Tom Ashbrook for the National Public Radio program On Point interviewed me on the biological effects of this unusual weather event. My key point was that such extreme weather creates winners and losers, with many species increasing in abundance and others declining in abundance and even going locally extinct.
You can also listen to the interview HERE.
Among the observations relevant to this topic:
Many plants are flowering and even leafing out at a time that they should be dormant. Shown above is a forsythia shrub in flower on December 19th in Newton, MA.
Annual plants such as the above yellow wood sorrel are still growing and not yet killed by frost; this plant even has a flower bud.
People are still harvesting plants from their gardens. Our garden in Newton still has lettuce, Asian celery, and the mustard greens, shown here in flower:
Birds are also remaining north longer than usual. Massachusetts had many new records of late bird observations. In Saco, Maine, 6 species of warbler and other migratory bird species are still present in mid-December. You can keep an eye on autumn bird data collected by citizen scientists at eBird.

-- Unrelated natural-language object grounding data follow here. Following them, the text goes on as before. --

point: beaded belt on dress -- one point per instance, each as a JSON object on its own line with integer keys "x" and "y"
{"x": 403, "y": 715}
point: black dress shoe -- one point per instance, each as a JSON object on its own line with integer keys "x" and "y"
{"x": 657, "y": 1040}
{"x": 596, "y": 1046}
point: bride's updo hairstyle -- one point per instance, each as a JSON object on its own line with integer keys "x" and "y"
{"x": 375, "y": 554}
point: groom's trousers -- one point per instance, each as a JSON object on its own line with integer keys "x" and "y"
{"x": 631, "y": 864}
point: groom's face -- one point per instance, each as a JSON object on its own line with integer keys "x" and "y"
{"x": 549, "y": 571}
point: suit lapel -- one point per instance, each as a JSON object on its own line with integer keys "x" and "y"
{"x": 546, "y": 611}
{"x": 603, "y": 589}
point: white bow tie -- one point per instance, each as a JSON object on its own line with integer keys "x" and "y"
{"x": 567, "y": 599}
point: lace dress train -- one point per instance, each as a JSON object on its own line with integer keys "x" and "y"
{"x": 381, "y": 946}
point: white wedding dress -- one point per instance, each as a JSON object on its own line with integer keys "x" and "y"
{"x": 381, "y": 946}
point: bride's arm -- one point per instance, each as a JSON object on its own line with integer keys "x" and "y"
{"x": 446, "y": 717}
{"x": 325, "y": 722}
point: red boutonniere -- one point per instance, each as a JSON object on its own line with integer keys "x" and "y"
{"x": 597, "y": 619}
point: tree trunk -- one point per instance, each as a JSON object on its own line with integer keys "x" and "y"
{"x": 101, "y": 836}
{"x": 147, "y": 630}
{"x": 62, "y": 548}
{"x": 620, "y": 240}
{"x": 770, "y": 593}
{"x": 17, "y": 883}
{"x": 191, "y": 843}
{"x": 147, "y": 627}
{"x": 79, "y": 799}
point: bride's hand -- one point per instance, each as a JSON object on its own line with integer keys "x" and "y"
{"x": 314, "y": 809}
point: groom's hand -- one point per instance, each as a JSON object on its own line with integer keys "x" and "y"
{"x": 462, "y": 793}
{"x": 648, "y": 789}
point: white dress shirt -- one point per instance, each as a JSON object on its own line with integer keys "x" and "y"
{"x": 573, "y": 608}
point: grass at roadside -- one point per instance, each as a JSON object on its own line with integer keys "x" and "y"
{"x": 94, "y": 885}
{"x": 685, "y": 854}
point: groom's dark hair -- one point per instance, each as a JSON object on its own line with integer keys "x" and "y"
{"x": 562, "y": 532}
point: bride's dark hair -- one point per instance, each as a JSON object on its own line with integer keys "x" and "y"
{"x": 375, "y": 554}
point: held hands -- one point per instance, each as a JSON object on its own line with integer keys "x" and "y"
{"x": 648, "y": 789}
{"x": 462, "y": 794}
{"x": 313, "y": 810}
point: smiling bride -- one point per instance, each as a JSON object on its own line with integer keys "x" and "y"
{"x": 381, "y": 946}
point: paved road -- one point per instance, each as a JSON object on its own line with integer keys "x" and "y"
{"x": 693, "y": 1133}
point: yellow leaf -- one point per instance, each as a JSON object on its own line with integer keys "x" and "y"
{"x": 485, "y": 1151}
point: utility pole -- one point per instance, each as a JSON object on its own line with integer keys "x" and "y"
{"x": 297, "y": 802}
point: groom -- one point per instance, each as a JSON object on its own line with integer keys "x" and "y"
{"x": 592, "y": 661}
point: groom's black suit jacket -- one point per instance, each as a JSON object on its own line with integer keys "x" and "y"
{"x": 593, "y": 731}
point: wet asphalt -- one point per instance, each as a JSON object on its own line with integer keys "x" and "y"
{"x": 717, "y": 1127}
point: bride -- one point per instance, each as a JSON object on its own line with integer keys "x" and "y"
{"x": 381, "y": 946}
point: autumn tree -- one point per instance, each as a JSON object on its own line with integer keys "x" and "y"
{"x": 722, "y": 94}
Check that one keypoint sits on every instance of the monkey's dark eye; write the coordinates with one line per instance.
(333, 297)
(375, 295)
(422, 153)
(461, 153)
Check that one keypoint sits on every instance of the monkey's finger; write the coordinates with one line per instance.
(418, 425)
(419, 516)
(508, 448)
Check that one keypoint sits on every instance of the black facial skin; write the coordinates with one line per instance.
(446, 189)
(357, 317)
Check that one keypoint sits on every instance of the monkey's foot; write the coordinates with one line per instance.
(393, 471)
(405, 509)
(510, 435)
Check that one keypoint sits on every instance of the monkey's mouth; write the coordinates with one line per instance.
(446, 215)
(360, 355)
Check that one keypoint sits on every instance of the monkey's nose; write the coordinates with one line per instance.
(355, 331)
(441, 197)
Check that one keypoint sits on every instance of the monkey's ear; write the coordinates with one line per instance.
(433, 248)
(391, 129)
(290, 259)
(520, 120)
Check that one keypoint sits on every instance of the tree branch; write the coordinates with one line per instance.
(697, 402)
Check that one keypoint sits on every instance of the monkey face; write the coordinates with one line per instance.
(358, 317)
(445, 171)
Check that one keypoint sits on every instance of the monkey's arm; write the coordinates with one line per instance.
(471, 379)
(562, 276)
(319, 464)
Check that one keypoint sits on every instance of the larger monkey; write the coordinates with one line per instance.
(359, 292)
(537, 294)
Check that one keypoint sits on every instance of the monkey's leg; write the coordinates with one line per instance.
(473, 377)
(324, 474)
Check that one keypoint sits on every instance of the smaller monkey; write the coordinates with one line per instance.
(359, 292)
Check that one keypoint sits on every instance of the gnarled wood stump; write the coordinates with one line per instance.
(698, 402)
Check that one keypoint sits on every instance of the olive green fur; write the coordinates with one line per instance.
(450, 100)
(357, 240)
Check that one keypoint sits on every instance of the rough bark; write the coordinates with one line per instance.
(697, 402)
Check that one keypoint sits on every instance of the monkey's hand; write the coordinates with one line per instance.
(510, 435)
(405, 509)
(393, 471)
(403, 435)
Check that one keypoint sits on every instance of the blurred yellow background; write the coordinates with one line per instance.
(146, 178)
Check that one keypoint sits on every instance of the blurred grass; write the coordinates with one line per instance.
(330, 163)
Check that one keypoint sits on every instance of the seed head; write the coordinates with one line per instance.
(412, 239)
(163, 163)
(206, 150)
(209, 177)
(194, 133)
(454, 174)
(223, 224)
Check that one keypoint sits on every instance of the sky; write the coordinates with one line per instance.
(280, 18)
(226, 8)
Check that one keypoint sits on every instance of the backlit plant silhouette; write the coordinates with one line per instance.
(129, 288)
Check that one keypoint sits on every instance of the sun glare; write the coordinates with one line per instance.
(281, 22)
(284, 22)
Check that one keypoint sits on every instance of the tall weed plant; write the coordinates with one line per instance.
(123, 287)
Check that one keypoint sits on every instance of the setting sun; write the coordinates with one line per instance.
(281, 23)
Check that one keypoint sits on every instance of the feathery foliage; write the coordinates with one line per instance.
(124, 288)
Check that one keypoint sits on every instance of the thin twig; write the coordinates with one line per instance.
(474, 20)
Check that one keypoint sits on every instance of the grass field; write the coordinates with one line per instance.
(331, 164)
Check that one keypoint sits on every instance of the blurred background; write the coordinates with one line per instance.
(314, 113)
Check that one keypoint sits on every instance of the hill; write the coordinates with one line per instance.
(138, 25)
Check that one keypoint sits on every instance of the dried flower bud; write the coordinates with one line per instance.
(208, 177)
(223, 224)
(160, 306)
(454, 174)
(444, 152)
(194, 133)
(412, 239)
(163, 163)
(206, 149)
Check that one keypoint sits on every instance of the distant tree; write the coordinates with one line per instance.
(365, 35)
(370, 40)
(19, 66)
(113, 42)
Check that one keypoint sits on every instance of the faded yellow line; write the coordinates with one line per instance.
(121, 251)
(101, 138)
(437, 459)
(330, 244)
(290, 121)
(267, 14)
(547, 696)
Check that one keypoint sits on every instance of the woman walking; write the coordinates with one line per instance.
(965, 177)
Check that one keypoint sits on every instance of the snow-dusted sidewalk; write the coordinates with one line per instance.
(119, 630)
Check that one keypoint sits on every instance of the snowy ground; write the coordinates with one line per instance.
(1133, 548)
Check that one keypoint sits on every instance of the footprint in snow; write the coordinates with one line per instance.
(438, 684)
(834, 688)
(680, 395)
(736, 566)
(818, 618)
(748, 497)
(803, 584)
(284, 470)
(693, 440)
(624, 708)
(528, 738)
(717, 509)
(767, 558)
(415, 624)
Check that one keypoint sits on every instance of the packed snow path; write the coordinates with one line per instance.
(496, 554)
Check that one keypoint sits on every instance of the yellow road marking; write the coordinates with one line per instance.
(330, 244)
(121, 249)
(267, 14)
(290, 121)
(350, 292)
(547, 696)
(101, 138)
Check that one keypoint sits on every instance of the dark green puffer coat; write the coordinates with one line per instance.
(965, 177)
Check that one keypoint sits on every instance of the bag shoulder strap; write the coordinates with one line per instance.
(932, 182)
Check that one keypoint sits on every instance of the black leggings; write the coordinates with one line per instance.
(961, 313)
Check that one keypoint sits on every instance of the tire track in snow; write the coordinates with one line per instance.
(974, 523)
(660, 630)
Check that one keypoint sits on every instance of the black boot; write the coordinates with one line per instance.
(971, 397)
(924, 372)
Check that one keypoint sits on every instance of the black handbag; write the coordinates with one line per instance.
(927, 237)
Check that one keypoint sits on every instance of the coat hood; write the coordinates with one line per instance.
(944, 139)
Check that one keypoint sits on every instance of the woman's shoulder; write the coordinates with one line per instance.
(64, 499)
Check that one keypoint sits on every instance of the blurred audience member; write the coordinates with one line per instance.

Butterflies and dragonflies are also still flying in December at various New England localitites when they normally would be dormant. Monarch butterflies have been seen in Vermont, Pennsylvania, and North Carolina.
Monday, December 14, 2015
Posted by Richard B. Primack
In November, as part of my Humboldt Fellowship, I visited Peter Poschold’s research group in Regensburg, a town north of Munich in Bavaria. Peter’s group studies changing land use patterns and the distribution of plant species.
This region of Bavaria is also noteworthy for hundreds of fish ponds established 900 years ago by the Catholic Church and still in operation. Peter’s group studies the seed ecology of the plant species that germinate on the wet mud flats when the ponds are drained every few years for maintenance.
Regensburg was founded by the Romans, and evidence of their walls can still be seen. I am standing in front of the original Roman gate built 2000 years ago and now a passageway between streets. The town is dominated by one of Europe’s largest cathedrals, started in the 13th century and only completed 600 hundreds years later in the mid-19th century.
A special treat just outside of of Regensburg on a hill above the Danube is full-scale replica of the Acropolis in Athens, built in the 19th century as a memorial to the German-speaking people. The interior of the structure has a gallery displaying the busts of people who have made the greatest contributions to the German people.